Greetings KerygmaWorld! As I sit in my office writing to you, I am periodically glancing at these two annoying stink bugs who have taken up residence on the inside of the screen of my closed window. I hate those ugly little bugs, but they gross me out so much that I can't bring myself to even look at them much less try to remove them. When the first one appeared, I avoided dealing with it hoping that it would go away. Then the next day when I entered my office, I noticed that the first one invited a friend. Now they just sit there, alive but neither one moving from the spot where they have become comfortable.
Recently while a friend and I updated one another on the highs and lows of where we now find ourselves, she pointed out the fact that she felt like her conversation has not changed at all in the past year. She felt she was still voicing the same concerns and raising the same questions about her life that she did a year ago. I thought about it and somewhat agreed with that observation concerning my own life. I remember saying to my big sister in January that I felt like I was standing still and that I hoped not to be having the same conversation this time next year. Yet there I was, days before the November 1st, having a very similar conversation. By the time I hung up the phone with my friend, I decided that more than "hoping", I would not be having this same conversation come January 2010.
We are now in the last two months of 2009. Very soon we will become enthralled in the madness of the holiday season- deciding who's spending which holiday where, buying gifts, and decorating our homes. As tempting as it to write off the rest of 2009, ride it out until New Year, and commit to a whole new list of resolutions, there is still time this year to make changes that are significant and meaningful. Some of you may feel as I do, that there are just so many things beyond your control. I can't immediately change my finances or available resources. I can't snap my fingers and all of a sudden have years of experience in the thing that I think I might like to do. That might very well be true, but we can all do the things that we know to do. For each of us those things may be different, but I'd like to share with you what those things are for me in these last two months of 2009:
Becoming more intentional- It took the recent dissolution of a professional and ministry relationship for me to realize that I had been waiting for permission to "be." I had been waiting for something outside of myself to create and opportunities for me to operate in my gifts. The absence of this relationship forced me into a place of having to reinvent myself and decide for myself how and when I will operate in and present my gifts. Marcia Wieder says that intention means, among other things, to direct the mind. She goes on to say, "lacking intention, we sometimes stray without meaning or direction. But with it, all the forces of the universe can align to make even the most impossible, possible." In the past I waited for "something" to happen, but in these last two months of the year my plan is to become more intentional with my actions and energy, targeting both in the direction of making things happen for myself. I want to be an active participant in co-creating with God the life I that is intended for me.
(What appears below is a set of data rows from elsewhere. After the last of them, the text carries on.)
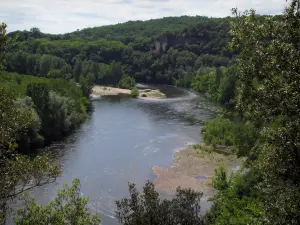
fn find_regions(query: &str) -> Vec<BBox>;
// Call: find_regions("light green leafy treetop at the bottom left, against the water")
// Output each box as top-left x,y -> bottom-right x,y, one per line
15,179 -> 101,225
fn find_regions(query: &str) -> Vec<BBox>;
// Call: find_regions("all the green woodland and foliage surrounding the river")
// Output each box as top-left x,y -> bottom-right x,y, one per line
0,0 -> 300,225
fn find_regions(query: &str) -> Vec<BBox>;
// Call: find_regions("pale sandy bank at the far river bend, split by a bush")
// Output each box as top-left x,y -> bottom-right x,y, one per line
91,85 -> 166,99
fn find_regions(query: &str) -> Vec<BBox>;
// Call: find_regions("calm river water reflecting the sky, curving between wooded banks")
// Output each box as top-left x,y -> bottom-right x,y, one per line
28,86 -> 217,225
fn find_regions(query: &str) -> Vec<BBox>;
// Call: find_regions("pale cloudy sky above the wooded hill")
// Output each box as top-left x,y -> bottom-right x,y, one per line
0,0 -> 286,34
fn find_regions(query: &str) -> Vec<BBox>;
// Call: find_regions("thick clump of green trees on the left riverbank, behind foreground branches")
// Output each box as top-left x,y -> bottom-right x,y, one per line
0,72 -> 93,148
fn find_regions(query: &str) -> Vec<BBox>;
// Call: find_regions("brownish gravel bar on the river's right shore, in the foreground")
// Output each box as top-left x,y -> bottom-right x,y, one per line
152,146 -> 241,197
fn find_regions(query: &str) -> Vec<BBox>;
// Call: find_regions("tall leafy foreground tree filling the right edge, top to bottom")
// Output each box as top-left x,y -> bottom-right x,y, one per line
231,0 -> 300,225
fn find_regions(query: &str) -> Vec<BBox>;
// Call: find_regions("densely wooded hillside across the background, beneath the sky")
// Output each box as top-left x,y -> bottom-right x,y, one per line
7,16 -> 233,86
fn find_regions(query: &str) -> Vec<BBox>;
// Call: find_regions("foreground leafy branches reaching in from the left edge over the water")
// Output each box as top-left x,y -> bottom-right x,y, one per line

Believing my dreams with certainty- Luke 1:45 says Blessed is she that believed: for there will be a performance of those things told her from the Lord. This text is taken from the Advent story where the coming of the long-awaited Messiah is announced. I love Advent season (this year, November 29th through December 24th) because I usually find myself in my own season of expectancy. Two years ago this time, Damon and I were praying our way into our new home which we moved into right before Christmas. I remember that time being filled with fear and doubt, yet I was determined to walk in faith and believe that God would keep his promises concerning this house. God did, and here I sit today pursuing my dreams for
KerygmaWord. It's easy to lose sight of that while facing so many challenges that don't seem to budge. Nevertheless, for the next two months I am determined to walk in faith, believing that every promise God has made will come to pass and operating accordingly. This includes framing my thoughts, my words, and my actions in ways that are in agreement with what God has spoken to me.
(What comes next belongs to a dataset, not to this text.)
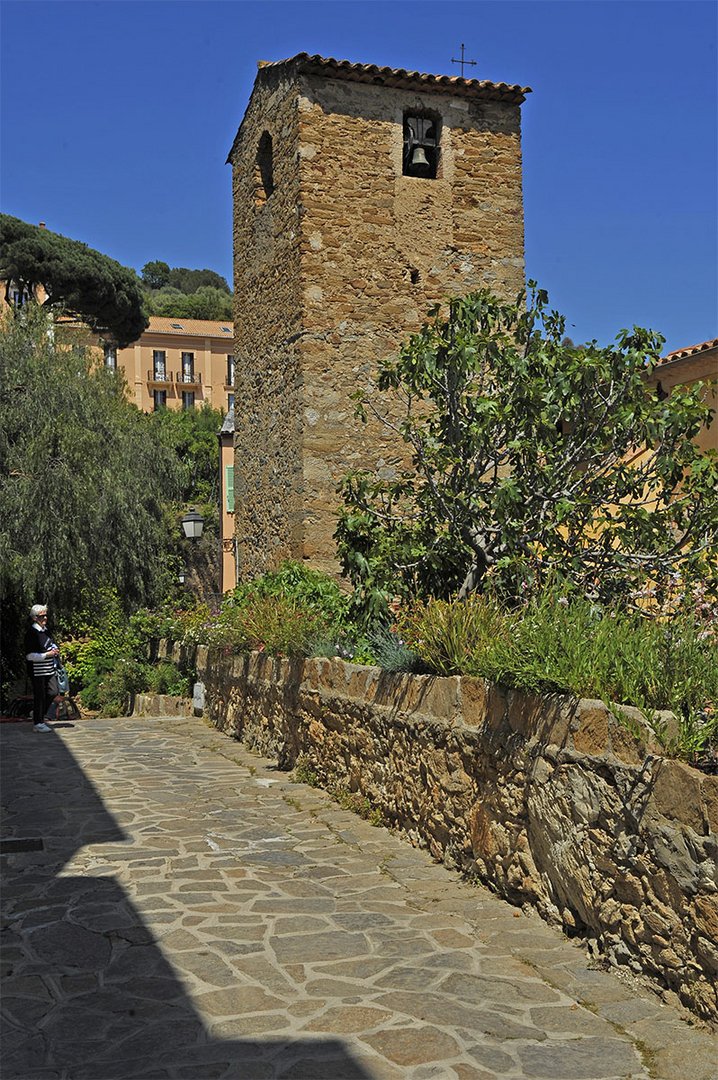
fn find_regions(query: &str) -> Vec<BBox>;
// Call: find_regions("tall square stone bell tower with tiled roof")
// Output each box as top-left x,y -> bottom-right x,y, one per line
228,53 -> 529,580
Acknowledging what has already been accomplished- Three years ago I told a friend that one of my dreams is to launch a magazine for and about women. This was long before I conceived of KerygmaWord which has now become a platform by which I use my voice and the voices of other amazing individuals to impact lives and effect change in the world. While KerygmaWord is by no means what I envisioned at that particular moment, it is God's manifestation of that seed planted in my heart so long ago. It is in many ways far more than what I could have conceived at the time because it draws on many of the things I am passionate about- creative use of technology, diverse and inspiring voices, writing as a creative art form, and women as change-makers. In my dissatisfaction with other areas of my life, I almost missed this. I almost missed the fact that God has allowed me to become established as a preacher who travels and ministers both the young and grown alike. I almost didn't see that in ending one association, God has given me a wider platform for ministry without limitations. I almost overlooked the fact that God has established my reputation as a solid preacher, a gifted teacher, and a woman of integrity. These are important gifts that give me the tools and the courage to move forward in the direction of my purpose.
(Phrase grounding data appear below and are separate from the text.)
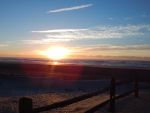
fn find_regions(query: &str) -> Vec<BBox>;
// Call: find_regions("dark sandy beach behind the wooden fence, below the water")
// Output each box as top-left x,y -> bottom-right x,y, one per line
0,64 -> 150,113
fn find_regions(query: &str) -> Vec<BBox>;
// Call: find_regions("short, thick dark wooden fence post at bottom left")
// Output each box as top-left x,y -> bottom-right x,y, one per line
19,97 -> 33,113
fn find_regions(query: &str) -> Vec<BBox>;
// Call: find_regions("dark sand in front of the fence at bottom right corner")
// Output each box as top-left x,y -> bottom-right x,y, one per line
96,90 -> 150,113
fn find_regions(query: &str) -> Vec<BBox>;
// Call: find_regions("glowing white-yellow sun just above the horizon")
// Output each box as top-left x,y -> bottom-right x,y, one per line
41,46 -> 69,60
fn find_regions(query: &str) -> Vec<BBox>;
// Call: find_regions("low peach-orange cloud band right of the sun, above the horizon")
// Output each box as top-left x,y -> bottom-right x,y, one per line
71,44 -> 150,58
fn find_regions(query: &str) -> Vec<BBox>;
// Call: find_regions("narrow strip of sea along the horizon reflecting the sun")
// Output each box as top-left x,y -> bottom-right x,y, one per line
0,58 -> 150,67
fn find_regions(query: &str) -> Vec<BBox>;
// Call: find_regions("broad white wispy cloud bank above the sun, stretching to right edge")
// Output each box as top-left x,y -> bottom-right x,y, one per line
29,24 -> 150,44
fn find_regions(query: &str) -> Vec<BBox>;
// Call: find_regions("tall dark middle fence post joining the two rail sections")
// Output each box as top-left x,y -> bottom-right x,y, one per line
109,78 -> 116,113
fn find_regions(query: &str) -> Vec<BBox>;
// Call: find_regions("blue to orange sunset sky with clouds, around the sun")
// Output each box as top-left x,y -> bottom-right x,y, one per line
0,0 -> 150,59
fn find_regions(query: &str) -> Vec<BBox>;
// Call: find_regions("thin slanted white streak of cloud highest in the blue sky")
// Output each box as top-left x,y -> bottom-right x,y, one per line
48,4 -> 93,13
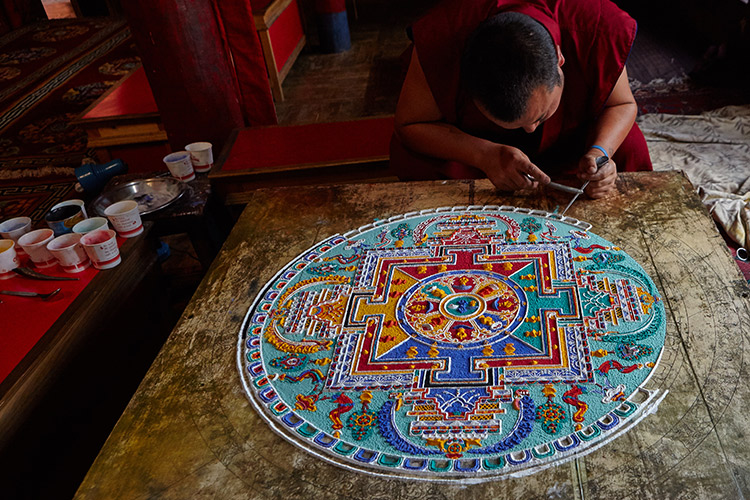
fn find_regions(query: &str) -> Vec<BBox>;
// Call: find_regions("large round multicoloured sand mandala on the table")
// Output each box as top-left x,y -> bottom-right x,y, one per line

This is specifically how I plan to face and move in each and every day of the last two months of 2009. I am also happy to share that after days of hanging out in the same place, those two stink bugs are finally on the move (one has even disappeared). Maybe they too got tired of sitting in the same place and decided to find their way out of whatever had them feeling trapped. Or maybe they heard my words and thoughts, and became inspired to go off in search of their stink bug destiny. With the time you have left in 2009, what will you do to move closer towards making your life what you want it to be? Will you wait passively for life to shift in a more agreeable direction or will you become an active participant in the creation of the life you were intended to live?